Mr. Lloyd George has already said that the Turks have been unfaithful porters. The having a competent and faithful guardian at Greeks are more interested than any others in Constantinople. You are well aware that Greece wants an international commission. The control of the portal to the countries of the Near East should be shared by all the parties interested.

It is hardly likely that Mr. Venizelos would have been so explicit, had he not taken the usual precaution of consulting beforehand with the other governments interested. In demanding an international commission, he is doubtless voicing the wishes of other powers. A matter of such importance for the Mediterranean countries surely could not be disposed of without consulting Italy. The Giornale d'Italia says, not without humor:

France will come back to us sometime, smiling as graciously as she did in 1914-15, and again intoning a chant to a Latin alliance. In the interval, however, the fate of Constantinople, of Asia Minor, and of Syria is being settled without consulting Italy, and we are called upon to sacrifice all our aspirations in that region.

Let us not attach too much seriousness to this hint, nor shape our government policies in accordance with a political whim.
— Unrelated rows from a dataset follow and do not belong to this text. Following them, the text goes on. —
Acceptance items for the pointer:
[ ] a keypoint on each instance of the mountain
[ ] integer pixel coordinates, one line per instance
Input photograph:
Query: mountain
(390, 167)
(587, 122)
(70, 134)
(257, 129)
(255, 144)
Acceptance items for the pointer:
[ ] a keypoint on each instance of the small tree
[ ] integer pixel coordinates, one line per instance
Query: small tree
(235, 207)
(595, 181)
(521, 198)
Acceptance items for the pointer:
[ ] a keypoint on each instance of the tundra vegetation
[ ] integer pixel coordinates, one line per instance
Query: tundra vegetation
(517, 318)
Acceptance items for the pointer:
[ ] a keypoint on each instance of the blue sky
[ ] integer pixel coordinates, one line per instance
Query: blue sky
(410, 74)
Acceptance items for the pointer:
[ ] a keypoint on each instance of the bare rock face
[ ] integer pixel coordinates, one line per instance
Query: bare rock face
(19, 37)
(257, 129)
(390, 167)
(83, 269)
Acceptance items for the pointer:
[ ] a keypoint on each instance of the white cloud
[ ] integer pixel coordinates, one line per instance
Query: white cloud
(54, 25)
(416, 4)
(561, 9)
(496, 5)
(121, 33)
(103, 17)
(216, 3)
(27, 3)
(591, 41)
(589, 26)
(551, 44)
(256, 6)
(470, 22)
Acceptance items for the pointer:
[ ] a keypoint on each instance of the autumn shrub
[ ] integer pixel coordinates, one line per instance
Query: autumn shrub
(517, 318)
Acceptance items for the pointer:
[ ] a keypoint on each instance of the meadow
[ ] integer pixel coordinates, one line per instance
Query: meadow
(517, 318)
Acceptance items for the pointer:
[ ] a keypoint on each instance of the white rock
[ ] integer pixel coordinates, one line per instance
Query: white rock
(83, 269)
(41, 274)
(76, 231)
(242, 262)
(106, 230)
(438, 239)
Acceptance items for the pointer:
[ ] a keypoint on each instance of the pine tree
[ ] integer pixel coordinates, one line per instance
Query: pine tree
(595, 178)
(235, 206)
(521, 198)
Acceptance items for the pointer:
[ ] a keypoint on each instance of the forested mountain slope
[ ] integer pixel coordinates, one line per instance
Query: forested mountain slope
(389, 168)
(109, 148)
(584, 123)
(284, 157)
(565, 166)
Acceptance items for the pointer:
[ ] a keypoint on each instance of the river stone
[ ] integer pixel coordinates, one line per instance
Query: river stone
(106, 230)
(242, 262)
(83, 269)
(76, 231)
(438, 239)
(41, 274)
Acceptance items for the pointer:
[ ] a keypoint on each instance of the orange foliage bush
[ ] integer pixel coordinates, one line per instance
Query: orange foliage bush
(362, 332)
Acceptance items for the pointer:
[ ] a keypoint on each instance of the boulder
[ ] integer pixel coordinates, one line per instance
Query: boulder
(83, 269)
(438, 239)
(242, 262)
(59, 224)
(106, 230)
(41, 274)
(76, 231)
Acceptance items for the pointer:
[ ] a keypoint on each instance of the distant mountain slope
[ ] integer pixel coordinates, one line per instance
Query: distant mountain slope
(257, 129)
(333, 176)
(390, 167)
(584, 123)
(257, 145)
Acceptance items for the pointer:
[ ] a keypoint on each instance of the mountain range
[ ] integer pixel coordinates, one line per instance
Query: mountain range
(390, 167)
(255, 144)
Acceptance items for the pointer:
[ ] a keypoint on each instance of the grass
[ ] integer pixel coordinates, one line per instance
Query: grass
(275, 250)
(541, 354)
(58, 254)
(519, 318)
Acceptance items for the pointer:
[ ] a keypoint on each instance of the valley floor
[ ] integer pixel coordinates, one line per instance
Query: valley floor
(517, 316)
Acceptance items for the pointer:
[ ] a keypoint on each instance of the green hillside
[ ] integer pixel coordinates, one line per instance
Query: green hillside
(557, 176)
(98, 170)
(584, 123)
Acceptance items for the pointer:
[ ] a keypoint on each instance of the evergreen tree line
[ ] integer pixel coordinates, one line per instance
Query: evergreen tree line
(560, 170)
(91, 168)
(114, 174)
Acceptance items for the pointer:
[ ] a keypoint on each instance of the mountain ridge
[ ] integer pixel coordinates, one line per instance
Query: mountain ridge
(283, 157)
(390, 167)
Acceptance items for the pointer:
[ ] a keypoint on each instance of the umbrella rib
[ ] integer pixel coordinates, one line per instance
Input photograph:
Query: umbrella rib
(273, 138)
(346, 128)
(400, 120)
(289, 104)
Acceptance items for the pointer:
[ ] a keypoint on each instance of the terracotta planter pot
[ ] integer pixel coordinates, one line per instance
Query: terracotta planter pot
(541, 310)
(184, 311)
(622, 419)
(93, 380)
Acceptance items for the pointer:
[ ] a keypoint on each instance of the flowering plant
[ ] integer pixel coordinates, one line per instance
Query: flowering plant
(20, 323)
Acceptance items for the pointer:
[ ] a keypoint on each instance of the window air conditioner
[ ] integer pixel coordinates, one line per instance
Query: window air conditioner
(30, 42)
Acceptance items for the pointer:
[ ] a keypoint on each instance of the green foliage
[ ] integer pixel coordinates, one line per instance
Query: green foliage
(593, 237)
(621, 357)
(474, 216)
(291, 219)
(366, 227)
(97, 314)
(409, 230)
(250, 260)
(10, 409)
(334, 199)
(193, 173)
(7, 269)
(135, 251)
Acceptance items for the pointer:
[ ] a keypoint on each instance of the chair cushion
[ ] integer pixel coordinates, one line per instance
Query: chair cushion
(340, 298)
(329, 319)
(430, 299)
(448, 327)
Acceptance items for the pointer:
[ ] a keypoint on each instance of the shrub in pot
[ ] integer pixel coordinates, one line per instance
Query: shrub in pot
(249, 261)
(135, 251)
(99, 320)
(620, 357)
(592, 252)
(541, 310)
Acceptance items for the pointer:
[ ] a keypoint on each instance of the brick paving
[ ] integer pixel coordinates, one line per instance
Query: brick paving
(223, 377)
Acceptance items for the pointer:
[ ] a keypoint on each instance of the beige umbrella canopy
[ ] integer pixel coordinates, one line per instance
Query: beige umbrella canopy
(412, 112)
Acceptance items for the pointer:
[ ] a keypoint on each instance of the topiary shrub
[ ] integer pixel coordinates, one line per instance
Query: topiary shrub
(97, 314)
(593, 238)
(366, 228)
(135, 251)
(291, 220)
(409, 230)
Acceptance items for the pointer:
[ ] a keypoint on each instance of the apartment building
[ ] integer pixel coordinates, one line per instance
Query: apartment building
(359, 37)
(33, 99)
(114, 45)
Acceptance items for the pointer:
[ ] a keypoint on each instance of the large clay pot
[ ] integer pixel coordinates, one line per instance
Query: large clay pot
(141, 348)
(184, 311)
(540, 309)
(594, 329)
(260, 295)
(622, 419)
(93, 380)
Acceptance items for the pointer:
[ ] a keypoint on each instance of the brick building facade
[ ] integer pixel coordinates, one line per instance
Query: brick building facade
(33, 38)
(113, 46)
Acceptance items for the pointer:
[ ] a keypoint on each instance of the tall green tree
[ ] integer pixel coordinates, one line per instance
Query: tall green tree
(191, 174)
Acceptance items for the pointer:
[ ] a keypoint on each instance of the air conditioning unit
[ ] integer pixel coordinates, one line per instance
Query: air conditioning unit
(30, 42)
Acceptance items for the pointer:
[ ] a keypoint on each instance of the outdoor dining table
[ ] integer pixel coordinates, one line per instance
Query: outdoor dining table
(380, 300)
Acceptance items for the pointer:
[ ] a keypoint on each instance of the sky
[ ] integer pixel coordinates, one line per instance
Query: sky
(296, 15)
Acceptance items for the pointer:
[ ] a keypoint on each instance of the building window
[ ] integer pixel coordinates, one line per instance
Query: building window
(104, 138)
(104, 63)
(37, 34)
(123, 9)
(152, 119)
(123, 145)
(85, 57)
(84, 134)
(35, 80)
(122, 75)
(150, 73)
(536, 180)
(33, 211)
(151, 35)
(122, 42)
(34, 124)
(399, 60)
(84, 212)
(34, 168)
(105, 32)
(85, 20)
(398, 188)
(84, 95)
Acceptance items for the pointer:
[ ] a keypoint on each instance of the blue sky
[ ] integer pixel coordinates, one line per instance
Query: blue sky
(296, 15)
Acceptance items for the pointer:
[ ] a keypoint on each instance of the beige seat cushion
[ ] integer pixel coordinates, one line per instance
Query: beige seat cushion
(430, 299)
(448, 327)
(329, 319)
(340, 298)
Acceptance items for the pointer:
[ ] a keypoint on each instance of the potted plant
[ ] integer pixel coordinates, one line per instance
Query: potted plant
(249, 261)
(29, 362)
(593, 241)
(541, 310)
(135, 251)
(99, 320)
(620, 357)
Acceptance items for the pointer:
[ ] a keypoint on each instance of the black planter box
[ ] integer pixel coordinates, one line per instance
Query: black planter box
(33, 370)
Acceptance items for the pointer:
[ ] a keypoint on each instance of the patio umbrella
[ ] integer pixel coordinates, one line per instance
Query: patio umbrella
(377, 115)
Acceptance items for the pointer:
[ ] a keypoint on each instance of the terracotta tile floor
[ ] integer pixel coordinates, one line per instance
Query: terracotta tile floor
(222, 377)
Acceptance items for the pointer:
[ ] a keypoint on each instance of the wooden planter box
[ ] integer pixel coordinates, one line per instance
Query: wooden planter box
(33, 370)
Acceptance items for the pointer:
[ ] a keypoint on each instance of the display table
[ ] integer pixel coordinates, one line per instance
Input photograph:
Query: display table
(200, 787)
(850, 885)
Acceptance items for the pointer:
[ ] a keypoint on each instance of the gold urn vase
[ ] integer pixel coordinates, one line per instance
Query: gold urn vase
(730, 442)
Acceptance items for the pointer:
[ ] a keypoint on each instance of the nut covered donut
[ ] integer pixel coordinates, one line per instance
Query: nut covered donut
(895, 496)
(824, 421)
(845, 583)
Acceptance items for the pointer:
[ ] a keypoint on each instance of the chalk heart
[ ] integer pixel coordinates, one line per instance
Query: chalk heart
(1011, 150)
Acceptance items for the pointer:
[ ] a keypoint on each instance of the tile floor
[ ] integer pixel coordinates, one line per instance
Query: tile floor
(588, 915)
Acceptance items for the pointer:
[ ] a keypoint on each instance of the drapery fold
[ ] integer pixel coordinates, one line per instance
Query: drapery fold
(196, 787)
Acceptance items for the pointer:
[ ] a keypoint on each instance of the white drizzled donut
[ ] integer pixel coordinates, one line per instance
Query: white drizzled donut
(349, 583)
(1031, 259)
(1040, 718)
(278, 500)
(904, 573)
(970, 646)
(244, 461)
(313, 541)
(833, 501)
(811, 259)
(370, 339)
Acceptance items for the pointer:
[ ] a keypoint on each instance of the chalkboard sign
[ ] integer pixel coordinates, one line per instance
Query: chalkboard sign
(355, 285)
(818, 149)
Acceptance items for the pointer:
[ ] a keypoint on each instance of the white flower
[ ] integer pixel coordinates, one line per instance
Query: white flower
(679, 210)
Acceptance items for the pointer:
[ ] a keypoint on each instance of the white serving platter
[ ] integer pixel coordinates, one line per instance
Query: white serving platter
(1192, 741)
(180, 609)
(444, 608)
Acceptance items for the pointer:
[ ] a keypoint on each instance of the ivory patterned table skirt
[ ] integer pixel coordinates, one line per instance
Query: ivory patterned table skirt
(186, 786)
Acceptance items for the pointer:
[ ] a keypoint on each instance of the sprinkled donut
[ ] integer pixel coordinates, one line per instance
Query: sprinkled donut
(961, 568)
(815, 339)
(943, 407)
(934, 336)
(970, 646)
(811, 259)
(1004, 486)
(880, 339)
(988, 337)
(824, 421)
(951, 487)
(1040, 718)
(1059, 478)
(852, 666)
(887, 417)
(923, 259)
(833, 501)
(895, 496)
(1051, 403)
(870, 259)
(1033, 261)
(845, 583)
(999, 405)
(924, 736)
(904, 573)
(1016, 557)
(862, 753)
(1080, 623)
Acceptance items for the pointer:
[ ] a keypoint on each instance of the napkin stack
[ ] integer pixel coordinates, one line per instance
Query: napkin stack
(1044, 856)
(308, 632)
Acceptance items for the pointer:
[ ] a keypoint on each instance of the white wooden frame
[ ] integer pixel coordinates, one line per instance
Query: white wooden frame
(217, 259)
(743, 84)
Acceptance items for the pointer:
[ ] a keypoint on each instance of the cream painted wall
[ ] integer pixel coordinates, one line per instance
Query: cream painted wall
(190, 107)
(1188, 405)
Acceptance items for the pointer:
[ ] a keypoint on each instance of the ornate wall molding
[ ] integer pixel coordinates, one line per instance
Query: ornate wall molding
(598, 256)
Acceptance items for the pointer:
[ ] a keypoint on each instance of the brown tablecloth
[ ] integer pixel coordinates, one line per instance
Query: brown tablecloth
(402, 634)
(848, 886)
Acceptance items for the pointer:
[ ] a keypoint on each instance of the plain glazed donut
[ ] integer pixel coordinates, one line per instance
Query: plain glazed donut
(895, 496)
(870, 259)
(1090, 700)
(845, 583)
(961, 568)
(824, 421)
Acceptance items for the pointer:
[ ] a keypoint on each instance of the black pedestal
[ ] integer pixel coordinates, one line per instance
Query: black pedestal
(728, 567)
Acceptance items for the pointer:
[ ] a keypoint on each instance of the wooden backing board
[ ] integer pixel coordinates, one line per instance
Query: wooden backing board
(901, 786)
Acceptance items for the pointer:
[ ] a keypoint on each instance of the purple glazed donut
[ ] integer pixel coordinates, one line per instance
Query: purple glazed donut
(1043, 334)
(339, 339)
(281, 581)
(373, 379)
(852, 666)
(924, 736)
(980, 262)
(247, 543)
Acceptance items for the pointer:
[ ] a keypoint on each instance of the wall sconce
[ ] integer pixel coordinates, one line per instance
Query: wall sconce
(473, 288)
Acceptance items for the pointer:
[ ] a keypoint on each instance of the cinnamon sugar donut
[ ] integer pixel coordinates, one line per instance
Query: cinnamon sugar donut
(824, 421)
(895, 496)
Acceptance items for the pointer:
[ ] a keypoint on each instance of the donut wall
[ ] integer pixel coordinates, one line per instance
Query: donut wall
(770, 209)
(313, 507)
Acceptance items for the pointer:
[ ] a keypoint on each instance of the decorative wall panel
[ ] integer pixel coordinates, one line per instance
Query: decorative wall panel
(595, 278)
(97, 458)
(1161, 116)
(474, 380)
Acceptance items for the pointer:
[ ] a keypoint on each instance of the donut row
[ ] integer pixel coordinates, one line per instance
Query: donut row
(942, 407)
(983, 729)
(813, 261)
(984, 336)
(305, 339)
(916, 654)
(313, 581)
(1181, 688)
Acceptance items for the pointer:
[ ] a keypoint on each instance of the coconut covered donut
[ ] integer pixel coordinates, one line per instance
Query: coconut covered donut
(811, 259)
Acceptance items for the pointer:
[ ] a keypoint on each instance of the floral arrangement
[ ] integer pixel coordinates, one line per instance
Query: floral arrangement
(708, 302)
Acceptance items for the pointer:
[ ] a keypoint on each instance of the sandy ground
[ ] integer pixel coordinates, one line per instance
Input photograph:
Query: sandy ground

However, we are placing our finger right here upon one of those imponderable influences in international affairs that ought never to be neglected. It is hardly necessary to say that we are encroaching upon a field that is not exclusively our own.

France is deeply interested in defending the rights of the smaller Powers without losing sight of its good relations with those more powerful allies to whom it is bound by considerations affecting its own existence.